A sense of wonder can come from many different sources. Sometimes it is moments of huge, jaw-dropping spectacle that inspire awe and rob us of our respiratory capacities. There'll certainly be plenty of those moments in this list but we're starting in a much smaller, if arguably no less inspiring way. Richard Linklater's epic 2014 film 'Boyhood' was awe-inspiring in itself, having been filmed periodically across 12 years using the same actors thereby allowing us to see its central character Mason actually growing up before our very eyes. But the film itself is very much focused on the minutiae of life, with most of its plot threads developing in a realistically untidy and often open-ended manner. If you go to the cinema looking for space-battles and giant robots you'd best look elsewhere. But one sequence in 'Boyhood' deserves inclusion in this list for the way in which it encapsulates the nature of wonder in a persuasive argument that has the power to change the viewer's perspective and which I have incorporated into my everyday outlook.

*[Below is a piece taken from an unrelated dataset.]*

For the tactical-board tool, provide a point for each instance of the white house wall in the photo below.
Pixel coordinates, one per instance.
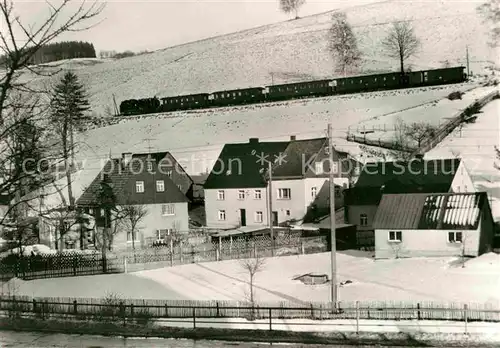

In this terrific moment, the young Mason asks his father, flawlessly played by Ethan Hawke, "Dad, there's no real magic in the world, right? You know, like elves and stuff. People just made that up." His father replies "Oh, I don't know. I mean, what makes you think that elves are any more magical than something like a whale? You know what I mean? What if I told you a story about how underneath the ocean, there was this giant sea mammal that used sonar and sang songs and it was so big that its heart was the size of a car and you could crawl through the arteries? I mean, you'd think that was pretty magical, right?" With this extraordinary piece of dialogue, Mason's father takes his child's growing detachment from the notion of magic and turns it on its head, giving him back an example from the real world that is far more magical than the majority of fictional concepts human beings have created themselves. He teaches him not to take amazing things for granted just because they're right in front of us. He teaches him that magic can be real but it is frequently misinterpreted, as we attempt to reach past the enchanting things we can actually touch to try and grab some intangible notion of something better. For all the spaceships, mythical creatures, crazy stunts and enchanted worlds on this list, this quiet moment between a boy and his father bedding down for the night might be the one that has stuck with me the most.